A request categorized as research and the generated response

A challenge that I ran into on this project was the unpredictability of the generated response. Sometimes it would generate a response in prose and other times it would generate a response with a bulleted list. This unpredictability caused some issues downstream when I tried to format it into an email. Ultimately, the simplest solution I came up with was to modify the prompt to create a more predictable output.

… A block away: An example of personalization, prompting and function calling

This experiment was inspired by a friend of mine who constantly would text me for recommendations based on very specific locations - real-time. What if you could share your location with an agent to help you find places to discover - real time with natural language?

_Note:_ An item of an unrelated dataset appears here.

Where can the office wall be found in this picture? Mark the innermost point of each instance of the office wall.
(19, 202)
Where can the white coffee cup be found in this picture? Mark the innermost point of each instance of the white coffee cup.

Most recommendation engines use collaborative filtering or content-based filtering to make recommendations. However, they require a lot of data from the user in the form of explicit user preferences. In this experiment, I took a shortcut and used GPT to provide meaningful recommendations by allowing the user to enter a snippet of useful context to help GPT rank the results returned from the Google Search API. This is how it works:

  • When a user shares their current location (latitude and longitude), specifies the type of place they’re interested in, and sets a distance limit, the app processes this information using GPT. For instance, it can understand statements like “I want to find a nearby coffee shop” and determine both the desired place type (e.g., restaurant, cafe) and the preferred search radius (from “walking distance” to a specific number of meters).
  • To streamline this information, the app uses an AI model to identify the PlaceType and Radius. These identified values are then formatted into a JSON object. This JSON object is used to make intelligent requests to the Google Places Nearby search API.
  • The app’s backend interacts with the Google Places API to fetch results that match the user’s query for nearby locations.
  • Subsequently, the app sends an SMS to the user, requesting additional context to refine the search. Users can provide any relevant information they think might be helpful, such as “I’m with my family” or “I’m an architect.”
  • The backend employs OpenAI’s GPT to personalize recommendations based on the user’s context. It generates a response with a rationale and sends it back to the user via SMS.

Sample Natural Language Conversations

A potential enhancement would be to use OpenAI’s function calling feature which would allow custom functions (like the search nearby places query) to be integrated and executed as part of the conversation with an AI model. The AI model would recognize when the user might be asking a question related to the custom function, parse the natural language for the inputs needed for the function, and automatically invoke the function with the relevant arguments and then serve the results as part of the generated response in the conversation.